‘Apocalyptic’. That is how one major PV provider described the news of the government’s cut to the feed-in tariff.
Everyone had expected bad news for weeks. In fact, as I wrote last week, a careful campaign of expectation management through what appeared to be strategic leaks from the government meant that the halving of the FIT from 43.3p/kWh to 21p/kWh was not a major surprise to anyone.
What was a massive shock was the government’s decision to hit social landlords harder than any other sector and slash the FIT to just 16.8p/kWh for multiple installation ‘aggregated’ PV schemes.
This was a worse than worse case scenario for most landlords. The move has effectively shattered the solar dreams of the social housing sector – and with it, any prospect passing on the benefits of reduced bills to their tenants, many of whom are low-income vulnerable people, and all of whom have paid for the scheme through their energy bills to date.
As I have blogged in past weeks, this is an increasingly familiar story: owner occupiers reaping the rewards of green schemes ahead of poorer non-home owners.
The government is planning to exclude social landlords from accessing the fuel poverty pot of the Energy Company Obligation – or ECO – funding which is paid for by energy companies through consumer’s bills to subsidise retrofit works in the forthcoming green deal.
The National Housing Federation has warned that this could have a devastating impact on landlords’ ability to deliver energy savings through the green deal for their tenants.
In both cases the end result is the same: an increased risk of the most vulnerable people sliding into fuel poverty and their landlords having no funding to help them out.
That’s why Inside Housing has launched its new campaign - Green Light. The campaign has two simple aims.
The first is to ensure landlords get equal access to ECO funding – all we ask is that social landlords are on an equal playing field to other sectors. Already, as we report this week – and following my analysis of Chris Huhne’s rhetoric last week – there appears to be a softening on the government’s position on this, so a win is achievable.
Second, that social housing schemes are classified as ‘community projects’ rather than aggregated schemes.
The only ray of light so far, as tipped in last week’s blog, is that the government is considering helping PV schemes that can be demonstrated to have a community, rather than commercial purpose.
It said on Monday it would consider helping ‘genuine community projects to be able to benefit from the FIT’.
This is vague – but it is the best we can expect to win. Once again, we are not calling for special treatment; we simply don’t think it is fair that the most vulnerable and poor are hit the hardest.
If you agree then we want to you sign up to our campaign.
In only a day and half we already won the backing of figures like Green Party MP Caroline Lucas alongside energy giants E.ON, the UK Green Building Council, Sustainable Homes, Chartered Institute of Housing, National Housing Federation, Northern Housing Consortium, PRP Architects, a host of contractors and solar providers such as Carillion, and landlords including Peabody and Affinity Sutton.
We need cross sector support to fight for the right to protect the fuel poor and get the support the sector needs to deliver the government’s carbon reduction targets. Please sign up.
So now the fall out of the FITs cut.

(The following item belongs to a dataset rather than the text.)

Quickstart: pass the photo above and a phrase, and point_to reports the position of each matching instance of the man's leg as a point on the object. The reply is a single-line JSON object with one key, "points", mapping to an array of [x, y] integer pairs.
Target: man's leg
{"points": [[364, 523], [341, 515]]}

As we report this week, rent-a-roof schemes, in which third party PV providers offer free PV in exchange for a portion of the FIT, have been stopped in their tracks.
None have taken place so far because of ongoing wrangles with lenders over the impact the deals could have on the value of bank’s security.
But progress was being made on this front. The first deals were coming to the fore – indeed there is one deal on the brink of completion that could end up being a testament to what could have been; a solitary product of millions of pounds and months of resources that now look to have been wasted.
Trowers & Hamlins warn landlords face an expected £5 million of wasted ‘abortive costs’. That spend equates to a lot of retrofit measures – or homes for that matter.
For self-funded schemes, now is the time to return to the drawing board and hope that the returns needed to pay for the cost of capital still add up.
For many it won’t.
The government is now claiming that it warned to expect a return of 5 per cent and that should still be obtainable under the new tariff.
However, already landlords such as Peabody - which had plans to invest a massive £23 million of its own cash into PV - say otherwise.
Having done their maths, it says that based on government guidance, it anticipated a return of 7 per cent against a 5.3 per cent cost of debt. A 5 per cent return will not let its scheme wash its face so this means a major rethink.
There are other unintended repercussions of the FIT cut.
One point that should really concern the government is that a growing number of experts are warning that the sudden policy change has rocked investor confidence to the point that now the green deal, which is heavily reliant on private sector finance, is at risk.
I will be speaking to banks, institutions and private equity investors over the coming weeks to find out what the true cost of this week’s ‘apocalyptic’ FITs cut for landlords will be.